Step1: The scripts of the first step are 48 R scripts in the folder step1_singleR. This represents 48 machine learning methods, with each method in one R script file. The input of each R script is "TMJOAI_Long_040422_Norm.csv", which includes the response (y) (first column) and standardized features/covariates X (all the other columns). The output will include the predicted responses (y) in "out/" folder as independent test set, and the predicted responses (y) in "out_valid/" folder as validation data set. other outputs will also include the importance scores of all features in imp/ folder, the number of selected features for each test and training set, in the select/ folder, and the SHAP value in the SHAP/ folder. The first line of step 1 is iii. the sucessful implementation of step 1 is that iii=1,2,3,4,...48 in the 48 R scripts can all run successfully, with 48 files in out/ and 48 files in out_valid/ folders being generated successfully.
Step2: the script is Step2_EHMN.r. The input are the response (first column) in "TMJOAI_Long_040422_Norm.csv" and all predicted responses using 48 methods in "out/" folder which are the output in Step 1 (after you run iii=1,2,...48). The output will be the predicted responses, shap values and plots in folder "final"
Step3: the script is Step3_summary.r. The input are the response (first column) in "TMJOAI_Long_040422_Norm.csv" and all predicted responses using 48 methods in "out/" folder which are the output in Step 1 (after you run iii=1,2,...48). The output are the summary results for model performance and comparison in files performance_test_set_48methods.csv and performance_valid_set_48methods.csv. Also plots for inference are generated in this step, including boxplot to compare the summary results, SHAPley plots to show feature importance, AUC plot to show AUCs of each method.
Other plots: the circular plot is shown in the Otherplot_circ.r
To avoid overfitting, we employed the nested 10-fold CV method to build and evaluate the performance of various predictive models. Our method consisted of two nested CV loops, each implementing a 10-fold CV. The outer loop aimed to provide an unbiased evaluation of model performance, while the inner loop determined the hyperparameters for the final model. Specifically, all subjects were split into 10 folds. One fold was kept as an independent test set, and the remaining folds were further split into 10 subfolds. One subfold ǡ was considered an validation set and the remaining subfolds were considered as the training set. We trained various statistical and machine learning models using the training dataset. The validation dataset was utilized to adjust the hyperparameters and determine the number of top features. In the inner loop of the nested CV, the validation dataset looped over 10 subfolds, and the model trained on the training data was applied to predict the outcome of the validation set. In the outer loop of the nested CV, the test set looped over the 10 folds. The 34 OA patients underwent the nested 10-fold CV process, while the 40 normal controls were added as additional training resources to the training data during each loop of the cross-validation.

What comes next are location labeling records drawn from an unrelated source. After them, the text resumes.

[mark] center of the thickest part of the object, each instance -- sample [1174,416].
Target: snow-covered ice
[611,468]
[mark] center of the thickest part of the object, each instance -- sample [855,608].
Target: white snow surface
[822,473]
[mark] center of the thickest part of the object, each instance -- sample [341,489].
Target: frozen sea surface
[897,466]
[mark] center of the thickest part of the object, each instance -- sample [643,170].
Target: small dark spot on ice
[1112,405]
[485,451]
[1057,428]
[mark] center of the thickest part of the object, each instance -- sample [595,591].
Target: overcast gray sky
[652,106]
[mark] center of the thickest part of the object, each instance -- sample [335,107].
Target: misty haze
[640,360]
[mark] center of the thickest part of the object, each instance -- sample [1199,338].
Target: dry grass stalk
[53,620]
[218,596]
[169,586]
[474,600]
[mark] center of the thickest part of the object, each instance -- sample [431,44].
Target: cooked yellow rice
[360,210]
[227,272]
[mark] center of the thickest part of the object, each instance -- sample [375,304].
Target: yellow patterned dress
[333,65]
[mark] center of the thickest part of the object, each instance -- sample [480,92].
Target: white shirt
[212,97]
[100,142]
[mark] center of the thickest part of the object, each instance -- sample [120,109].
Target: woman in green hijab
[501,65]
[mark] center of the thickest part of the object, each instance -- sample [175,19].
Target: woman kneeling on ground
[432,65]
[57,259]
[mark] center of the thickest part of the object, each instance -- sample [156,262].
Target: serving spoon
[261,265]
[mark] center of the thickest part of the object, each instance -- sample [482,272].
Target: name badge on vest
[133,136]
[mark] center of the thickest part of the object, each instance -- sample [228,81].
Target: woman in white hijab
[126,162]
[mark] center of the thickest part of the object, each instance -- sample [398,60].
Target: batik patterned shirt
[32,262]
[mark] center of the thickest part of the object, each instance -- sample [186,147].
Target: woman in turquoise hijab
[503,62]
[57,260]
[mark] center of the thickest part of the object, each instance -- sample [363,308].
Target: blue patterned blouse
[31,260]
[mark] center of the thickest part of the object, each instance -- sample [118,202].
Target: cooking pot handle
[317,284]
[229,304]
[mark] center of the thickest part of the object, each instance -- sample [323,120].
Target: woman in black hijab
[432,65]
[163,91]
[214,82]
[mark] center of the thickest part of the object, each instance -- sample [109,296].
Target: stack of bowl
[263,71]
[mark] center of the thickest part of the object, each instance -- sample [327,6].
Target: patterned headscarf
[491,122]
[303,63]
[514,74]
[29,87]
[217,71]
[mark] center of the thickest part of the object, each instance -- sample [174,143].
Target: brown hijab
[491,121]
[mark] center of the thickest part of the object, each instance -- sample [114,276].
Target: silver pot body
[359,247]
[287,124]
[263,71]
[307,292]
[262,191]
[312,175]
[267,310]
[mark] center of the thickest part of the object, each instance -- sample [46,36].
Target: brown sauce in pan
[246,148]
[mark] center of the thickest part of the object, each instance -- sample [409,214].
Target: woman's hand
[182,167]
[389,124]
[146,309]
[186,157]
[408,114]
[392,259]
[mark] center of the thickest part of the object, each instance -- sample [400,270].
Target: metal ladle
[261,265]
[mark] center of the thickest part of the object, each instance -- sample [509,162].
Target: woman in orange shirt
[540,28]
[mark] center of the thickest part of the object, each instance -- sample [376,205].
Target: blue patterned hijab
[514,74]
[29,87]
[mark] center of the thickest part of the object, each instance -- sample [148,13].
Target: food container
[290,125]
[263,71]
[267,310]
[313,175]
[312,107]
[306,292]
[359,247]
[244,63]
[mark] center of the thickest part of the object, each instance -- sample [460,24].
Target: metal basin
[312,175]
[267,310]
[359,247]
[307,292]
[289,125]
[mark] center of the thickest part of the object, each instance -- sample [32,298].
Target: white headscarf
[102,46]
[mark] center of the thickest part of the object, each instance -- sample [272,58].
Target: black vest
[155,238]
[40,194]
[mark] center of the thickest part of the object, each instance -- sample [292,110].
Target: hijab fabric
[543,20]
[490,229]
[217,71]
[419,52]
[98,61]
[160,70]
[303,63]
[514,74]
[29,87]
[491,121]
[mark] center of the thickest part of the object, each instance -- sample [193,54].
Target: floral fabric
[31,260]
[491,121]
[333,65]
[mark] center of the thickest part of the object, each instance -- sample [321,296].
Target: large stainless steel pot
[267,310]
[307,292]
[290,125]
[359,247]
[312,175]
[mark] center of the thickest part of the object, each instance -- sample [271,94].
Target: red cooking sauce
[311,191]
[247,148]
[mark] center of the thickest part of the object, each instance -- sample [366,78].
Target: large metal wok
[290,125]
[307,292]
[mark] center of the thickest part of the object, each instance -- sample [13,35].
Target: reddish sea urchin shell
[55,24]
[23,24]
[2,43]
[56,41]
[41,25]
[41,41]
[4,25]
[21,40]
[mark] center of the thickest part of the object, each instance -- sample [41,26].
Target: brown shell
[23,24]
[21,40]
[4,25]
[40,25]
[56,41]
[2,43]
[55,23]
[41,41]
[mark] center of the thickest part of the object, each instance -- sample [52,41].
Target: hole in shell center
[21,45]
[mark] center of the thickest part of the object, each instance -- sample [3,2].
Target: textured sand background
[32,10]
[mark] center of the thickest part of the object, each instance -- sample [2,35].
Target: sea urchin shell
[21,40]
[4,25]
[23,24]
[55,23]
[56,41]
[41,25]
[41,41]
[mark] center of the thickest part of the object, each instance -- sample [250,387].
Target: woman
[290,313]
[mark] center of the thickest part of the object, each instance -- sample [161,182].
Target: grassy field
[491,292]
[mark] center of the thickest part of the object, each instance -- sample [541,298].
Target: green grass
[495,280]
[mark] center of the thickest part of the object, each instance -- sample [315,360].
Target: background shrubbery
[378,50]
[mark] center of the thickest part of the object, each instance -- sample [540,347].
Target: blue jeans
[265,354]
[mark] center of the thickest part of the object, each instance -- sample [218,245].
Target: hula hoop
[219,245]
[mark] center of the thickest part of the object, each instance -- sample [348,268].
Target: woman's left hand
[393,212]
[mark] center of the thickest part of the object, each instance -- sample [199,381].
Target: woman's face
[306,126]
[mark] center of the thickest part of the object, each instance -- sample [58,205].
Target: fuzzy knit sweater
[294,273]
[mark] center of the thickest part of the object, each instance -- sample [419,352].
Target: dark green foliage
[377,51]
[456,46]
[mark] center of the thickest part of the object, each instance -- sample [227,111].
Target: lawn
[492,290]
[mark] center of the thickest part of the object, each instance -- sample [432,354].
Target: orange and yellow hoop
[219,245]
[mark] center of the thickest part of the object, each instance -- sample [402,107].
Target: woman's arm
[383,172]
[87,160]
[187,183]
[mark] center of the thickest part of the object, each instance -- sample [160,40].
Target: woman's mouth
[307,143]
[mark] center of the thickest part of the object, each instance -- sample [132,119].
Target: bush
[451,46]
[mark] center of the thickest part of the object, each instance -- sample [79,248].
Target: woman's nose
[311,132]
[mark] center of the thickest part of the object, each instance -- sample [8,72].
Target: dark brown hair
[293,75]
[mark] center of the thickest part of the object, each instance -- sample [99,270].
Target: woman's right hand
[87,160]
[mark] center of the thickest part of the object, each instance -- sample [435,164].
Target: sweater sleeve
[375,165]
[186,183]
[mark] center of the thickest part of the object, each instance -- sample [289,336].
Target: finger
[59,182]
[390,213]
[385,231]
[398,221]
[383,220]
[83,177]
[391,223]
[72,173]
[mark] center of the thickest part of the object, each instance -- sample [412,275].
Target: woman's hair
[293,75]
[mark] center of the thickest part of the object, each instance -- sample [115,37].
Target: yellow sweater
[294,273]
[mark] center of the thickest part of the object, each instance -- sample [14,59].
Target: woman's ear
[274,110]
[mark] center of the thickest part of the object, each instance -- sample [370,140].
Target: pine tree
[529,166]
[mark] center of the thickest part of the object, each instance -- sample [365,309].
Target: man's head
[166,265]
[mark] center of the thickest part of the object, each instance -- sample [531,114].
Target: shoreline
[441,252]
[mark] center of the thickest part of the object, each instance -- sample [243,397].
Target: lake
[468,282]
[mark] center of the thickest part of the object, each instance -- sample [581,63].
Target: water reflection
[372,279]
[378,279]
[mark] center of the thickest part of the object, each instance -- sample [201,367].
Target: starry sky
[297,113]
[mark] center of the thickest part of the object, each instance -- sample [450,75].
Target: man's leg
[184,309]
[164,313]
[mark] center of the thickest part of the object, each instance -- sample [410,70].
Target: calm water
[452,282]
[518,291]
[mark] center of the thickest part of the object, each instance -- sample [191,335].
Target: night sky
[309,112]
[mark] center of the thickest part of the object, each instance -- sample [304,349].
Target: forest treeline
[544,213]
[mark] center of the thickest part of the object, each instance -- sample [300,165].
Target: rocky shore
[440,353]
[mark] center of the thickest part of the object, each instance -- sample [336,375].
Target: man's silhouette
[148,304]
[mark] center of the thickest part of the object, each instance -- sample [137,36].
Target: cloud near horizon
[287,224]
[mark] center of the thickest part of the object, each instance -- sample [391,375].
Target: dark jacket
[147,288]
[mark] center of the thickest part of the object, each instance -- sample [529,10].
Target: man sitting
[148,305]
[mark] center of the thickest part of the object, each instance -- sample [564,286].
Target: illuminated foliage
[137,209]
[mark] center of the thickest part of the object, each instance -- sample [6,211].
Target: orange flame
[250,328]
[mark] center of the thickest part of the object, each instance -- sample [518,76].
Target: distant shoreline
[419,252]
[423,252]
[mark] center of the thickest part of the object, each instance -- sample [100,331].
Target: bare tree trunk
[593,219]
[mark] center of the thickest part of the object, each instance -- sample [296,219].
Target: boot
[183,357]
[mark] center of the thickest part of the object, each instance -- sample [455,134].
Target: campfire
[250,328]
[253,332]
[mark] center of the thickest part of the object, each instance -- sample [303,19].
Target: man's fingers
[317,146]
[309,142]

We tested six feature selection (FS) methods including:FS1) selection frequency of LASSO (Glmnet), FS2) permutation importance for Random Forest (RF), FS3) gain for XGboost (XGboost), FS4) combinations of the absolute values of weights for neural network (NNET), FS5) absolute value of coefficients in Glmboost (Glmboost), FS6) AUC between each feature and the response (AUC). We evaluated eight predictive modeling (PM) methods including:PM1) elastic net (Glmnet), PM2) Glmboost, PM3) High-Dimensional Discriminant Analysis (HDDA), PM4) single-hidden-layer neural networks (NNET), PM5) RF, PM6) XGBoost, PM7) Kernel-based Support Vector Machine (SVM), and PM8) Linear Discriminant Analysis (LDA). In total there are 6 FS * 8 PM = 48 machine learning methods. For each model, we employed three major steps on the training dataset: 1) calculation of feature importance scores based on FS1-FS6 methods, respectively, in the inner loop, 2) ranking of feature importance scores and selection of top features to train the ML models, 3) using the selected number of top features to train the model with the training and validation datasets together. Then, we evaluated the trained models’ performances on the test set (outer loop of the nested CV). All feature selection, machine learning predictive modeling based on nested CV were carried out using the package “caret” of R/4.1.0 software, and the six feature importance scores were calculated by the intrinsic metrics of the corresponding ML methods in the package “caret”, respectively. We proposed a method called Ensemble via Hierarchical Predictions through the Nested CV (EHPN) to improve predictive performance. This method combines 18 models with optimal predictive performance based on the validation dataset, six FS models with PM2, six FS models with PM3, and six FS models with PM8, as PM2, PM3 and PM8 were the top three performing ML methods. We carried out the model ensemble on the validation dataset; specifically, a Glmboost model was trained to assign different weights to the 18 models during the validation step. We evaluated the performance of the combined model using the test dataset. Since the test set loops over the 10 folds, the Glmboost model was trained with different and fold-specific set each time.